There are three types of trend analysis that I have used in the past to predict the future: geographic, temporal, and intuitive. I describe these three in the introduction to my Seven Trends in Networking and Security pitch. (coming to your neighborhood soon!) They caught the ear of a journalist in Canada recently so we did a short podcast on that topic instead of the usual the sky-is-falling stuff. He wrote the seven trends up as well.

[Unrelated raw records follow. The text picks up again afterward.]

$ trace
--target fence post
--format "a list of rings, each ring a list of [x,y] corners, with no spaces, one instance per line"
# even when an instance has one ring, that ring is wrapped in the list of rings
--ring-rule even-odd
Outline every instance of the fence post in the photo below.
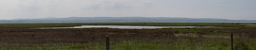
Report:
[[[230,50],[233,50],[233,33],[230,33]]]
[[[106,50],[110,50],[110,36],[106,36]]]

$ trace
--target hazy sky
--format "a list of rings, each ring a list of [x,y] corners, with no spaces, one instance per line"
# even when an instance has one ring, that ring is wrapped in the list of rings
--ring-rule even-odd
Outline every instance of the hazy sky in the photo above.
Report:
[[[256,20],[256,0],[0,0],[0,19],[168,17]]]

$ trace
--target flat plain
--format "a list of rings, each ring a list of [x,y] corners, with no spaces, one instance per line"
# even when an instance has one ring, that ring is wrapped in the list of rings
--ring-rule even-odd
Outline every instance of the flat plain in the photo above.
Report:
[[[0,24],[1,49],[256,49],[255,23],[64,23]],[[36,29],[80,26],[221,27],[119,29],[106,28]]]

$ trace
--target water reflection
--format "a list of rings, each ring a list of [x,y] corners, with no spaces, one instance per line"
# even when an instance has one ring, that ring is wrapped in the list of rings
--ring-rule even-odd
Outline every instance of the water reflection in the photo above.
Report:
[[[68,28],[109,28],[116,29],[157,29],[163,28],[212,28],[216,27],[157,27],[157,26],[82,26],[74,27],[63,28],[40,28],[34,29],[68,29]]]

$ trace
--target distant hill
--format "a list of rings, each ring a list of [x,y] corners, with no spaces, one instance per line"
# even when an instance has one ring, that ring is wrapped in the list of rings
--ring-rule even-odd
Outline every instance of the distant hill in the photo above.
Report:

Herewith the three types of trend analysis:
1. Geographic trend analysis is the easiest and most reliable. Simply visit a country, region, city, where something is taking off and predict that that trend will spread, if not to the entire world, at least to some other area. Back in the 80’s many an automotive pundit visited Tokyo and came back to Detroit preaching the gospel of small, fuel efficient vehicles. I launched an ISP, RustNet, in Michigan based on seeing the fast adoption of the Internet in California. And you may have read how my trip to Istanbul in 2004 exposed me for the first time to hackers that reacted to defensive measures taken by banks trying to protect user accounts from their keystroke loggers. Those are all examples of geographic trend analysis and prediction. 2. Temporal trend analysis can be misleading if it is applied to random activity or leaves out critical factors. Stepping up to a roulette table and plunking $200 on red because it has come up seven times in a row for instance. Everyone knows the chance of red coming up again is Less in that case.* Temporal analysis can be used to predict the outcome of US involvement in wars of occupation (long costly affairs with indeterminate results). You can easily predict the effect of “change” in Washington: more taxes, more spending, more regulation. Or the effect of new tariffs and import restrictions: higher prices, less trade, and a tumbling stock market. Thus, the past is prologue. 3. Intuitive trend analysis relies most heavily on the ability of the futurist to absorb all there is to know about a topic and then predict what the logical outcome will be. This type of trending obviously is fraught with the most difficulty. Many times there are external factors that really influence the outcome. Gartner is famous for predicting that OS2 would be the desktop of choice for the enterprise. The analysts involved in that prediction were too close to the technology. They lost site of the market dynamics: super cheap software on even cheaper hardware. OS2 was indeed the better operating system for the office environment.
I am putting together my predictions for threats in 2008 using these techniques. But first I have to take an honest look at how I did for 2007. But, that should wait until December. There is still time for some of these to come true!
*I don’t really believe that red has less of a chance of coming up just because the ball has landed on it seven times in a row already. The chances of red hitting are 18/38. Period. (Assuming two greens).